Mike Shulman (Jun 24 2022 at 16:01):

Can you state precisely the equivalence you think holds?

Tobias Schmude (Jun 24 2022 at 16:05):

It should be $\mathrm{Cat}/_w \mathcal{B} \cong \mathrm{Lax}_{norm, rep}(\mathcal{B}^{\text{op}}, \mathrm{Prof})$, where the right hand side is the bicategory of normal lax functors with 1-morphisms given by oplax transformations with representable components and 2-morphisms given by modifications.

Tobias Schmude (Jun 24 2022 at 16:10):

The pseudoinverse of the weak fibers functor is a variation of the usual Grothendieck construction, where we tack on a further isomorphic object in the category of elements construction: the objects of the category of weak elements of $P$ are given by tuples $(B, B', f, C)$ where $f: B \to B'$ is an isomorphism in $\mathcal{B}$, $C \in PB'$, the morphisms are the obvious thing, and the functor to $\mathcal{B}$ is projection onto the first component.

Tobias Schmude (Jun 24 2022 at 16:11):

The lax case works similarly, but doesn't yield an equivalence.

Mike Shulman (Jun 24 2022 at 16:25):

Hmm.
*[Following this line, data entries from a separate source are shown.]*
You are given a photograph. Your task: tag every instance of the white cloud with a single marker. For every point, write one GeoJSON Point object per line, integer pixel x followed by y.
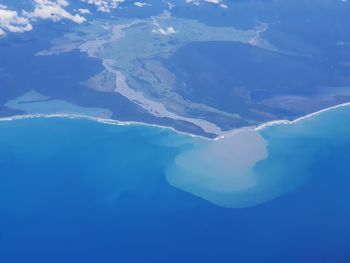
{"type": "Point", "coordinates": [11, 21]}
{"type": "Point", "coordinates": [141, 4]}
{"type": "Point", "coordinates": [53, 10]}
{"type": "Point", "coordinates": [198, 2]}
{"type": "Point", "coordinates": [104, 5]}
{"type": "Point", "coordinates": [168, 31]}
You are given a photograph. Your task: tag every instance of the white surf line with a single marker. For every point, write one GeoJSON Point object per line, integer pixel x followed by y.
{"type": "Point", "coordinates": [123, 123]}
{"type": "Point", "coordinates": [99, 120]}
{"type": "Point", "coordinates": [287, 122]}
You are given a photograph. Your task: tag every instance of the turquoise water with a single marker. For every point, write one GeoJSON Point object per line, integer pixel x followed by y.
{"type": "Point", "coordinates": [75, 190]}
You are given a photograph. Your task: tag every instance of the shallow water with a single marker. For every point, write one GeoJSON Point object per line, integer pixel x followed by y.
{"type": "Point", "coordinates": [87, 191]}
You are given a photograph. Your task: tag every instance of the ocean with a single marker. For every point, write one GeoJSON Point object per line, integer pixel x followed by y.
{"type": "Point", "coordinates": [79, 190]}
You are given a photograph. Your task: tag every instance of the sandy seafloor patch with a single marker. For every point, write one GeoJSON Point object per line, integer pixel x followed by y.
{"type": "Point", "coordinates": [70, 184]}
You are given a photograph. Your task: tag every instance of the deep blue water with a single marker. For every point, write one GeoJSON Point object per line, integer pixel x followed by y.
{"type": "Point", "coordinates": [81, 191]}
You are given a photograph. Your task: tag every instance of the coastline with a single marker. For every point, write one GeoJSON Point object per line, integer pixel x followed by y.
{"type": "Point", "coordinates": [219, 137]}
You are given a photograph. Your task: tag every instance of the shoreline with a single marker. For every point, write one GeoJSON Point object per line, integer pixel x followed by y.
{"type": "Point", "coordinates": [124, 123]}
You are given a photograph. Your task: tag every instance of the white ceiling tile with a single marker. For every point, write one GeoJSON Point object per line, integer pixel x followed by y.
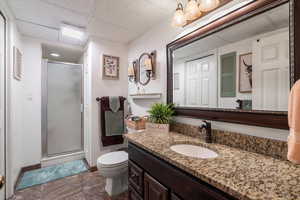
{"type": "Point", "coordinates": [79, 6]}
{"type": "Point", "coordinates": [38, 31]}
{"type": "Point", "coordinates": [117, 20]}
{"type": "Point", "coordinates": [66, 54]}
{"type": "Point", "coordinates": [42, 13]}
{"type": "Point", "coordinates": [110, 32]}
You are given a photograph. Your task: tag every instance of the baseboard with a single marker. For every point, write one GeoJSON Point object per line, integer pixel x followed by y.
{"type": "Point", "coordinates": [31, 167]}
{"type": "Point", "coordinates": [23, 170]}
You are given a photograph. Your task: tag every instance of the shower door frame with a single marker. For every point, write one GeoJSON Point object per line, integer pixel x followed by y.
{"type": "Point", "coordinates": [45, 113]}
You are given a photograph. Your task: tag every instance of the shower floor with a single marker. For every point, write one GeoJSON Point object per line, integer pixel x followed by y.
{"type": "Point", "coordinates": [51, 173]}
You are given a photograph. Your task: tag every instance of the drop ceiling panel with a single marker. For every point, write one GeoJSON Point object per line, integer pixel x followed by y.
{"type": "Point", "coordinates": [116, 20]}
{"type": "Point", "coordinates": [38, 31]}
{"type": "Point", "coordinates": [79, 6]}
{"type": "Point", "coordinates": [66, 54]}
{"type": "Point", "coordinates": [110, 32]}
{"type": "Point", "coordinates": [43, 13]}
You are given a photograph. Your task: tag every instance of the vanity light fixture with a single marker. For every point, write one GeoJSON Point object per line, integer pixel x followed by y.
{"type": "Point", "coordinates": [208, 5]}
{"type": "Point", "coordinates": [56, 55]}
{"type": "Point", "coordinates": [192, 11]}
{"type": "Point", "coordinates": [179, 18]}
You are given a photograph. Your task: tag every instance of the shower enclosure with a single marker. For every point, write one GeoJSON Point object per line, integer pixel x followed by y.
{"type": "Point", "coordinates": [61, 108]}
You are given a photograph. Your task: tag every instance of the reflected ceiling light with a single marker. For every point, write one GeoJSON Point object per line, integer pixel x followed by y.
{"type": "Point", "coordinates": [192, 10]}
{"type": "Point", "coordinates": [208, 5]}
{"type": "Point", "coordinates": [72, 32]}
{"type": "Point", "coordinates": [179, 18]}
{"type": "Point", "coordinates": [54, 55]}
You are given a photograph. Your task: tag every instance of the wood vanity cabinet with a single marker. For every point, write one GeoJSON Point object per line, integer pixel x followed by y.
{"type": "Point", "coordinates": [153, 190]}
{"type": "Point", "coordinates": [151, 178]}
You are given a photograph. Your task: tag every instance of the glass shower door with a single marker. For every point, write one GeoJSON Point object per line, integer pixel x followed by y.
{"type": "Point", "coordinates": [64, 108]}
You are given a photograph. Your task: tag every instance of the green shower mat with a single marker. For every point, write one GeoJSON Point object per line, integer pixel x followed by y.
{"type": "Point", "coordinates": [51, 173]}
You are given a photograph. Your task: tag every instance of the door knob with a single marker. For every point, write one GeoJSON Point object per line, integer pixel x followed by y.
{"type": "Point", "coordinates": [2, 181]}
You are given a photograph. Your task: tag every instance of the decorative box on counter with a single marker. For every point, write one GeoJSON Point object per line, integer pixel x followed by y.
{"type": "Point", "coordinates": [136, 123]}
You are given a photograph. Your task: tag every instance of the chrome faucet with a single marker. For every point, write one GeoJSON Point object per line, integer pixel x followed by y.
{"type": "Point", "coordinates": [206, 130]}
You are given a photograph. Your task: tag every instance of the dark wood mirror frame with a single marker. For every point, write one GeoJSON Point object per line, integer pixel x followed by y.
{"type": "Point", "coordinates": [257, 118]}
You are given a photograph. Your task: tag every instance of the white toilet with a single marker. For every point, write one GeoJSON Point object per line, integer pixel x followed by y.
{"type": "Point", "coordinates": [114, 167]}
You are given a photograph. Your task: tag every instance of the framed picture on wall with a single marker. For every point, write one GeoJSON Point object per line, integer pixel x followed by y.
{"type": "Point", "coordinates": [17, 63]}
{"type": "Point", "coordinates": [110, 67]}
{"type": "Point", "coordinates": [245, 75]}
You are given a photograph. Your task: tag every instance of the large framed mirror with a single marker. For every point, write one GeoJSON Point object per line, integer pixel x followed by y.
{"type": "Point", "coordinates": [240, 67]}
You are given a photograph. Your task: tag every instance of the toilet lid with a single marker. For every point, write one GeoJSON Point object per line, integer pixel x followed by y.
{"type": "Point", "coordinates": [113, 158]}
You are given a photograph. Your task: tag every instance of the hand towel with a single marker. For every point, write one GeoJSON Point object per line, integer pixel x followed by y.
{"type": "Point", "coordinates": [294, 124]}
{"type": "Point", "coordinates": [114, 103]}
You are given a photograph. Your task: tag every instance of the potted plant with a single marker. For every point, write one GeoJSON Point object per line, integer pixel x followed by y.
{"type": "Point", "coordinates": [160, 117]}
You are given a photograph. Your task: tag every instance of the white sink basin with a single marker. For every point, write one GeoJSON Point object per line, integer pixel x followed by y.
{"type": "Point", "coordinates": [193, 151]}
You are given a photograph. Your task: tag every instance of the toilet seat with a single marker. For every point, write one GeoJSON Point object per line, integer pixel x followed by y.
{"type": "Point", "coordinates": [113, 159]}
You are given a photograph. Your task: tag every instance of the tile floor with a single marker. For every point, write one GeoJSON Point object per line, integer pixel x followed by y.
{"type": "Point", "coordinates": [85, 186]}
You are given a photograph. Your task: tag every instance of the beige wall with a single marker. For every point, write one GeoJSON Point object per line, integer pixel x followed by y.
{"type": "Point", "coordinates": [98, 88]}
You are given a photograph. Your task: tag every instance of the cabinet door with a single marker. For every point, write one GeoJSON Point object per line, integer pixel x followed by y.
{"type": "Point", "coordinates": [135, 176]}
{"type": "Point", "coordinates": [174, 197]}
{"type": "Point", "coordinates": [153, 190]}
{"type": "Point", "coordinates": [133, 195]}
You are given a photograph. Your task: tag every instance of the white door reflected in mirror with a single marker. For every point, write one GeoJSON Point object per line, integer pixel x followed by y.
{"type": "Point", "coordinates": [244, 66]}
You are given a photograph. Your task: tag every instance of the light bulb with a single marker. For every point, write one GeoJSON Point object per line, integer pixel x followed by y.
{"type": "Point", "coordinates": [179, 19]}
{"type": "Point", "coordinates": [208, 5]}
{"type": "Point", "coordinates": [192, 10]}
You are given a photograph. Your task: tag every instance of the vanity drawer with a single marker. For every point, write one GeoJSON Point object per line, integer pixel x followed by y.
{"type": "Point", "coordinates": [133, 195]}
{"type": "Point", "coordinates": [136, 177]}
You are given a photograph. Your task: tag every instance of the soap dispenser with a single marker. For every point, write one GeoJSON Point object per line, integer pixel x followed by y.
{"type": "Point", "coordinates": [205, 130]}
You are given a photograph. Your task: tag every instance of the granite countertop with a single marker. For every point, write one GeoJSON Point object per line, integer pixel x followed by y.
{"type": "Point", "coordinates": [242, 174]}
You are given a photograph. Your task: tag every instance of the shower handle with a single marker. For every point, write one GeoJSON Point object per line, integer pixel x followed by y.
{"type": "Point", "coordinates": [2, 181]}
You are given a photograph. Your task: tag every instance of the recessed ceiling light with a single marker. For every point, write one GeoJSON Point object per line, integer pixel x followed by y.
{"type": "Point", "coordinates": [72, 32]}
{"type": "Point", "coordinates": [54, 55]}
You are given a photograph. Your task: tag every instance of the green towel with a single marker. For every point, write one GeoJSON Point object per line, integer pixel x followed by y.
{"type": "Point", "coordinates": [114, 123]}
{"type": "Point", "coordinates": [114, 103]}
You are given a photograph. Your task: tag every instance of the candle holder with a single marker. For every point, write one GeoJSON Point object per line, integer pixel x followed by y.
{"type": "Point", "coordinates": [147, 65]}
{"type": "Point", "coordinates": [132, 73]}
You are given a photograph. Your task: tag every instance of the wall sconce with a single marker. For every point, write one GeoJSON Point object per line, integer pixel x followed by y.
{"type": "Point", "coordinates": [147, 65]}
{"type": "Point", "coordinates": [132, 72]}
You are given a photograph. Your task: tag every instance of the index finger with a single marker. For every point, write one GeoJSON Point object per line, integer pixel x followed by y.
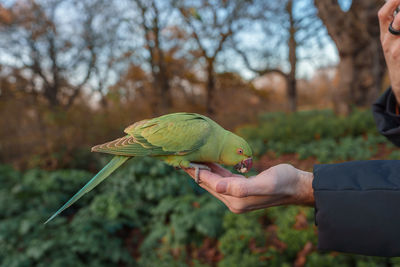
{"type": "Point", "coordinates": [385, 14]}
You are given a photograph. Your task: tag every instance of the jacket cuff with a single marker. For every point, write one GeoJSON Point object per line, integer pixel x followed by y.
{"type": "Point", "coordinates": [357, 207]}
{"type": "Point", "coordinates": [386, 118]}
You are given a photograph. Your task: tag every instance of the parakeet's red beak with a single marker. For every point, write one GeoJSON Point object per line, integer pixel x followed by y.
{"type": "Point", "coordinates": [244, 165]}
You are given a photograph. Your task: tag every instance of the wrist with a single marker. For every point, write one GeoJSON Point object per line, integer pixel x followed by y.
{"type": "Point", "coordinates": [396, 92]}
{"type": "Point", "coordinates": [304, 188]}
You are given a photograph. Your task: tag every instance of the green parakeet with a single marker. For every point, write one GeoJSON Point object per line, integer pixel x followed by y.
{"type": "Point", "coordinates": [179, 139]}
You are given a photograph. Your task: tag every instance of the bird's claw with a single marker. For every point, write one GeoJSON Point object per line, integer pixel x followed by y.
{"type": "Point", "coordinates": [197, 168]}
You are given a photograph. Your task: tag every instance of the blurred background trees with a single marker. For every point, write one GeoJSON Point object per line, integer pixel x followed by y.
{"type": "Point", "coordinates": [117, 62]}
{"type": "Point", "coordinates": [74, 73]}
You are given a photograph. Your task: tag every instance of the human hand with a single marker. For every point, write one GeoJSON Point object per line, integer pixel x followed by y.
{"type": "Point", "coordinates": [391, 43]}
{"type": "Point", "coordinates": [279, 185]}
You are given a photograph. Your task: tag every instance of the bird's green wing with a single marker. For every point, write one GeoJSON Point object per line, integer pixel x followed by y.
{"type": "Point", "coordinates": [177, 133]}
{"type": "Point", "coordinates": [172, 134]}
{"type": "Point", "coordinates": [129, 146]}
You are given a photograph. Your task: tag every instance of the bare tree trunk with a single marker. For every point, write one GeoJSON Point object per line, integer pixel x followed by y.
{"type": "Point", "coordinates": [356, 35]}
{"type": "Point", "coordinates": [210, 87]}
{"type": "Point", "coordinates": [291, 77]}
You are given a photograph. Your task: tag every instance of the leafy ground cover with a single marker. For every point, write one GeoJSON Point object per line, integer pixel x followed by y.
{"type": "Point", "coordinates": [149, 214]}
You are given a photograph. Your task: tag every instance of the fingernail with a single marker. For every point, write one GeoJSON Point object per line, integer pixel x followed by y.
{"type": "Point", "coordinates": [221, 187]}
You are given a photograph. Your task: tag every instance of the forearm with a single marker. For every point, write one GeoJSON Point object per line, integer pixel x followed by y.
{"type": "Point", "coordinates": [396, 92]}
{"type": "Point", "coordinates": [356, 206]}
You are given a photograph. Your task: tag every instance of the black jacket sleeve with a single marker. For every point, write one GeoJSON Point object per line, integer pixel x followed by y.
{"type": "Point", "coordinates": [358, 207]}
{"type": "Point", "coordinates": [387, 122]}
{"type": "Point", "coordinates": [357, 204]}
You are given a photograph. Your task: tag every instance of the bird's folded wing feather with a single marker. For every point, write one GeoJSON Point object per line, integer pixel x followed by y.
{"type": "Point", "coordinates": [167, 135]}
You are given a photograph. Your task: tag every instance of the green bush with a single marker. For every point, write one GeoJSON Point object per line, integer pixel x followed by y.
{"type": "Point", "coordinates": [319, 134]}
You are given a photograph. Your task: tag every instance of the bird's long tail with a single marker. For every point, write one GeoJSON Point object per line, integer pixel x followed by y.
{"type": "Point", "coordinates": [116, 162]}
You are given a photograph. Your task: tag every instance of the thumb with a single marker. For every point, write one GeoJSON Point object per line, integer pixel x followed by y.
{"type": "Point", "coordinates": [236, 187]}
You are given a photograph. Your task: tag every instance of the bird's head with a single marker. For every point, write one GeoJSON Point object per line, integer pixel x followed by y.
{"type": "Point", "coordinates": [236, 152]}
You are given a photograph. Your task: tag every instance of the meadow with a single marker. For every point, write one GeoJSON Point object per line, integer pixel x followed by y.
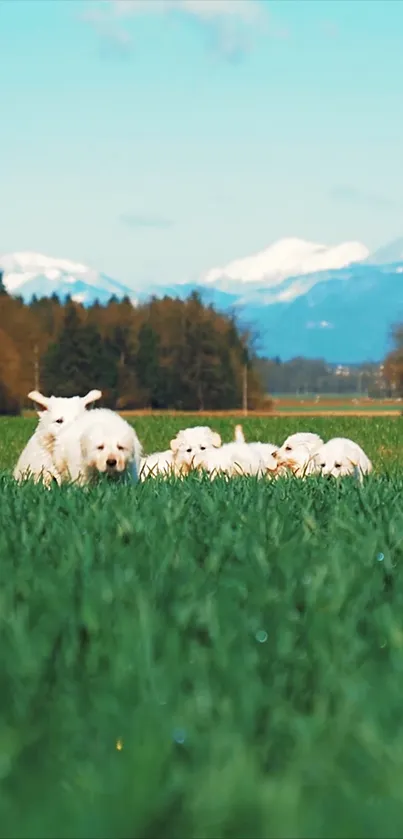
{"type": "Point", "coordinates": [204, 659]}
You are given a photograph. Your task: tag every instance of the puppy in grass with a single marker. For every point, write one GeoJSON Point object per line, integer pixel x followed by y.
{"type": "Point", "coordinates": [100, 443]}
{"type": "Point", "coordinates": [58, 413]}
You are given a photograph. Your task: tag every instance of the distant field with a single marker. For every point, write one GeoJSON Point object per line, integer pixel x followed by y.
{"type": "Point", "coordinates": [195, 659]}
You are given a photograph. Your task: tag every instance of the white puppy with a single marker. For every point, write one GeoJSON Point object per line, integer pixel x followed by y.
{"type": "Point", "coordinates": [192, 441]}
{"type": "Point", "coordinates": [340, 456]}
{"type": "Point", "coordinates": [266, 451]}
{"type": "Point", "coordinates": [101, 442]}
{"type": "Point", "coordinates": [178, 459]}
{"type": "Point", "coordinates": [297, 454]}
{"type": "Point", "coordinates": [230, 459]}
{"type": "Point", "coordinates": [36, 460]}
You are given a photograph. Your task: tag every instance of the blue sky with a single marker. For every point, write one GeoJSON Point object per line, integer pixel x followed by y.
{"type": "Point", "coordinates": [154, 140]}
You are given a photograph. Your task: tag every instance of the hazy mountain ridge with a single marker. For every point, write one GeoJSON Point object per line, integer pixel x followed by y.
{"type": "Point", "coordinates": [341, 314]}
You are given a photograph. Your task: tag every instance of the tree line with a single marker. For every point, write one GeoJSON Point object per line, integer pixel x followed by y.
{"type": "Point", "coordinates": [163, 354]}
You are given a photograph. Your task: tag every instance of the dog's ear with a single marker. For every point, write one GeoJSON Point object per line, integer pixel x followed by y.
{"type": "Point", "coordinates": [39, 398]}
{"type": "Point", "coordinates": [91, 396]}
{"type": "Point", "coordinates": [239, 436]}
{"type": "Point", "coordinates": [174, 444]}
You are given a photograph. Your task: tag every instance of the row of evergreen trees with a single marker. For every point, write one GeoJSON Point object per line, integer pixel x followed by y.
{"type": "Point", "coordinates": [166, 354]}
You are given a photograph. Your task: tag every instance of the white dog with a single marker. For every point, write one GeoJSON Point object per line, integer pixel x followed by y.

Suppose $\mathcal{B}$ is the contractible groupoid with 2 objects $a\cong b$, and $\mathcal{A}$ is an arbitrary category. There's a lax normal functor $\mathcal{B}^{\rm op}\to \rm Prof$ that sends $a$ to $\mathcal{A}$ and sends $b$ to $\emptyset$. But for any functor into $\mathcal{B}$ the pseudofibers over $a$ and $b$ are equivalent, so it seems to me that this lax functor can't be in the image of an equivalence of that sort.

Tobias Schmude (Jun 24 2022 at 16:39):

Hm, that sounds very plausible as well. The machinery definitely spits out a functor from $PB$ to the fiber of the associated pseudofunctor into $\mathcal{B}$ over $B$, I'll have to have another look at the proof that this is an equivalence in the case of weak fibers.